Design Solutions to Static Players
To promote continual movement I designed solutions counter to the level elements which promoted camping. I did this by including multiple obscured points of entry, line of sight breaking cover objects of various heights, verticality, overlapping lines of sight, overlapping optimum routes, and objective placement within kill boxes.
The design aims expanded during production to include a constant level of threat regardless of the player's location within the map.
To achieve this I had to balance choke points, introduce verticality for undetected map navigation, utilize half cover to slow timings on specific routes, create over lapping lines of fire on objective points, focus on multi-angled entry points in each room, and introduce kill boxes where player routes would overlap.

Introducing Verticality
Scalable routes were added to jump, or mantle over, to access areas of vertical advantage.
Within these scalable locations there was a consideration made to the direction players would be facing to use the route. Each route aimed to have players face into the object they were scaling so that they would be blind to threats at their rear. This added a sense of risk versus reward for players who wanted to gain a height advantage over others. 
Once areas of vertical change had been expanded I reviewed the routes players would take around the map based upon spawning and objective locations . These spawns and objectives can be seen in the top down map at the foot of this post.

Navigation Timing
I plotted possible routes platers would take to reach each objective. I time these routes to establish the most probable points of conflict. Once these locations were established I created kill boxes on each point.
I reworked the map to create slower but safer routes around the map to promote flanking. These flanks would stop players camping on the edge of kill zones.

Line of Sight Testing
To promote continual movement of players I added line of sight breaking cover and edited the architecture within each route around the map. This would create a cat and mouse between players and stop static gameplay by allowing plenty options for players to get the drop on another mid gun fight.
Once these locations were edited I added dummy enemies to the level and tested my own lines of sight as a player. This testing highlighted unintended points of advantage due to broad lines of sight. These locations had their vision reduced through further map iterations to stop them becoming areas which players could anchor themselves within.

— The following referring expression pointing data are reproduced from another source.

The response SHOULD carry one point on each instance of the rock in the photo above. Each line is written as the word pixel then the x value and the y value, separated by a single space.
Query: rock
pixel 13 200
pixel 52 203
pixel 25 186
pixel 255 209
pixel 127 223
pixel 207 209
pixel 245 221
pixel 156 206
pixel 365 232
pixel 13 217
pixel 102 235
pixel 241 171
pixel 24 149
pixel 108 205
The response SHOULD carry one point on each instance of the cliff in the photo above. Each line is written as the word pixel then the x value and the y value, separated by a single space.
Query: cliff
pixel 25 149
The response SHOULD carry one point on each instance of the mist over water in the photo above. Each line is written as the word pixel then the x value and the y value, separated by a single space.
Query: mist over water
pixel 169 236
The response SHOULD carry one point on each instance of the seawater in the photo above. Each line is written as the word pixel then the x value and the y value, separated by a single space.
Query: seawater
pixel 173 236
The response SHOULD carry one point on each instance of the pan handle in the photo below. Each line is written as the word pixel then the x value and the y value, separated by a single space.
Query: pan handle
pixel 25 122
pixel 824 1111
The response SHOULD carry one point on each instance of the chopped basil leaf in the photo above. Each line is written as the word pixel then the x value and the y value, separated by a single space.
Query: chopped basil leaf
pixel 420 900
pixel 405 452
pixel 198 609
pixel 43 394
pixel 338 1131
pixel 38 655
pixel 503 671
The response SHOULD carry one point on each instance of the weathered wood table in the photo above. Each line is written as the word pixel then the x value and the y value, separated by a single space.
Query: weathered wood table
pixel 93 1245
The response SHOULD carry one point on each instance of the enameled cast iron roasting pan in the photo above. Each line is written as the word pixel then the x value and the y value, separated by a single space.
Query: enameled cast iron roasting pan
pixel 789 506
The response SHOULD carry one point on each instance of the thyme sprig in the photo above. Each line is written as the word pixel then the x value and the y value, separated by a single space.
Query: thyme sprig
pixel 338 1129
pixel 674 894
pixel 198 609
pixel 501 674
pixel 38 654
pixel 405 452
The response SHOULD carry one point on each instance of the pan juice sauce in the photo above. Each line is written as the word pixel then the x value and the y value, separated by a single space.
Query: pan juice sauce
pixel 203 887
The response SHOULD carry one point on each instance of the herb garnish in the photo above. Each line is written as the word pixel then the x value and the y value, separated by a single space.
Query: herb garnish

Interior Entry Point Iterations
I test ran the map repeatedly with dummy enemies in various layouts. This highlighted that the interior space was heavily weighted toward the Spawn A team as they had continual forward motion where Spawn B had to double back on themselves.
To amend this I altered the interior layout to split up the routes which each team could take and offer Spawn B team more options to get the drop on a harsh first push from Spawn A players and avoid them being able to lock down the interior space as a team and cooperatively camp.

Project Evaluation
The evaluation on this project focusses on areas of expansion and how they could add further benefits to the level as an FPS map as well as how this expansion could better meet the project aims.
The project level is small scale and due to this would create continual combat in the common 6 vs 6 player match count. Although this continual combat blocks players from camping further it also promotes cautious play to avoid high death rates in players.
To counter this the map could expand the exterior area, add subterranean routes into the main building or between the spawn areas, and add an upper floor to the main building.
Expanding the exterior location would allow for further routes players could take to break line of sight This would force continual aggressive play whilst alleviating a situation of constant combat. It could also introduce a more tactically appealing breadth of weapon choices in the player base, further diversifying the means of engaging with, and responding to, the threats of an enemy team.
A subterranean route would give players an additional means of outmaneuvering one another. Exit points from this route could be placed almost anywhere as a response to unidentified camping locations within the current layout.
An upper floor would meet the study's needs as well. If the upper floor was designed with multiple stair ways for entry, and scalable entrances, it would avoid becoming a camping location through height advantage.
Adding this upper floor would add further design considerations on how extreme high ground is handled in line with player camping. The floor would have to be designed with consideration to the lines of sight into and out of the area, and creating routes into the floor that could not be bottle necked.
A draw back of the design that would require further testing is the event of players camping in pairs or teams. The layout was designed with the idea in mind that every player was independent of their team, and that all players were playing the objectives at all times. To test this efficiently the level would need testing with real teams either in engine, or through re-creation via an in game level editor in an FPS title.